Marine deposit, consisting of a succession of sharp based clays, gradually coarsening upwards into sands. The formation starts with grey, glauconiferous, fine sand, growing more clayey at the top and covered by a strongly glauconiferous clay, with locally coarse glauconitic sand at the base. A homogeneous, less glauconiferous, grey blue, heavy clay is followed by a dark grey, silty fine sand, glauconiferous and micaceous. This sand is covered by a grey blue, heavy clay, which passes into a dark grey, silty fine sand. The formation ends by a grey blue, heavy clay, with perforations at the top, filled by humic, grey, fine sand and a lot of organic material, indicating a soil development or a gap in the sedimentation.
Age
Late Lutetian and Bartonian.
Thickness
50 m in the northeast, but only a few meters in the southern outliers.
Area of occurrence
The formation outcrops in a part of the north of West- and East-Flanders and in the region between the Dender and Zenne rivers.
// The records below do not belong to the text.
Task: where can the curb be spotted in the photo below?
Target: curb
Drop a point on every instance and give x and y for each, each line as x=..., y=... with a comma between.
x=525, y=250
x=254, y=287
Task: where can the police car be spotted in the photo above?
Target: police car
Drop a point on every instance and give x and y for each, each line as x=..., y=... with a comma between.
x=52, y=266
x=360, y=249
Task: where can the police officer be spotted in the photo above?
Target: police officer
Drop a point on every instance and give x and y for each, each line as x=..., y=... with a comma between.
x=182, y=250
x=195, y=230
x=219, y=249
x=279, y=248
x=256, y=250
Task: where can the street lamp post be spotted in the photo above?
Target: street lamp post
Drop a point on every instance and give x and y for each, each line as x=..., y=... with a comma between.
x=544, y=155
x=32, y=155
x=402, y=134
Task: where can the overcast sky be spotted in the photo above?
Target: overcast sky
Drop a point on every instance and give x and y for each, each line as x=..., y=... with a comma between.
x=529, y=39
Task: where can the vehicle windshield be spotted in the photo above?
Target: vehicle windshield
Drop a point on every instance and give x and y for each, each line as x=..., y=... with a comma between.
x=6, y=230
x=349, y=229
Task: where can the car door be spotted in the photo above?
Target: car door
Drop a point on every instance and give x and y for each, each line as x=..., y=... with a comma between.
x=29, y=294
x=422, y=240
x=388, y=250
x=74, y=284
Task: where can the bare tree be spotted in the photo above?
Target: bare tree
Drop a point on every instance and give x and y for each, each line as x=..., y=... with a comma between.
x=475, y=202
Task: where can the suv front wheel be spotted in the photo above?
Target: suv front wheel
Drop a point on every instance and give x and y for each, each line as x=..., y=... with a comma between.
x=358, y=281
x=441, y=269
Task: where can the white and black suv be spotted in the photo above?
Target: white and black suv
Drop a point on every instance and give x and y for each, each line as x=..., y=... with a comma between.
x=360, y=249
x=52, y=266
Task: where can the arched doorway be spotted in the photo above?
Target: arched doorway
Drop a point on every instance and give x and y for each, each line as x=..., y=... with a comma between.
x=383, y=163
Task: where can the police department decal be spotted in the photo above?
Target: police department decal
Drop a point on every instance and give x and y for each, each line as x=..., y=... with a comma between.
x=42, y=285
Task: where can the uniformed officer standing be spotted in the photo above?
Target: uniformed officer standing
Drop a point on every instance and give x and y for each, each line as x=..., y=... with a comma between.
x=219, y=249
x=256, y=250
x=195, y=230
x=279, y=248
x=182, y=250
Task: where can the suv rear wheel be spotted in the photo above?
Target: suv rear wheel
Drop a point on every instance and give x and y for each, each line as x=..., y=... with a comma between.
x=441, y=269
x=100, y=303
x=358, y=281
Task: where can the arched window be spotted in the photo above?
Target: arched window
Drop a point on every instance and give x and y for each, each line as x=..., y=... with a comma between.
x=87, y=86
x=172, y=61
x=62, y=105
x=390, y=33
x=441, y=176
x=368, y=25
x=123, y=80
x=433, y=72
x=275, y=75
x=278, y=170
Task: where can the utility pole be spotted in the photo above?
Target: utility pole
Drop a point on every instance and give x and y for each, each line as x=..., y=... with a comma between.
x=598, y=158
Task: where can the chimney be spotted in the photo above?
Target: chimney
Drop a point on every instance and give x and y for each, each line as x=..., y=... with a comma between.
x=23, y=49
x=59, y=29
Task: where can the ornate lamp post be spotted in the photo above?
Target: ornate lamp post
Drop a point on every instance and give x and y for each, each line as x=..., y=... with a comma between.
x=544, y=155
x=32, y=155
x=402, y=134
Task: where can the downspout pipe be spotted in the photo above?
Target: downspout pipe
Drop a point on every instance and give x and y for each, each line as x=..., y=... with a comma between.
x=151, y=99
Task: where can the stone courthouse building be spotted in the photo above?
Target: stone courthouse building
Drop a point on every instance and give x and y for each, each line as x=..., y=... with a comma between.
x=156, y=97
It occurs in the subsoil in the whole northern part of West- and East-Flanders and disappears to the east in the Antwerpse Kempen; it forms outliers in the Brabant and South Flanders hillrows.
Type locality
Alternative names
Authors
Laga, P., Louwye S. & Geets, S.
Date
01/01/2001
Cite as
Laga, P., Louwye S. & Geets, S., 2001. The Maldegem Formation, 01/01/2001. National Commission for Stratigraphy Belgium. https://ncs.naturalsciences.be/lithostratigraphy/Maldegem-Formation
Additional information
The formation is also discussed by Jacobs (1975, 1978, 1998), Gulinck (1965b, 1969), Leriche (1921), Rutot (1882), Vincent & Lefevre (1872) and Vincent & Rutot (1878).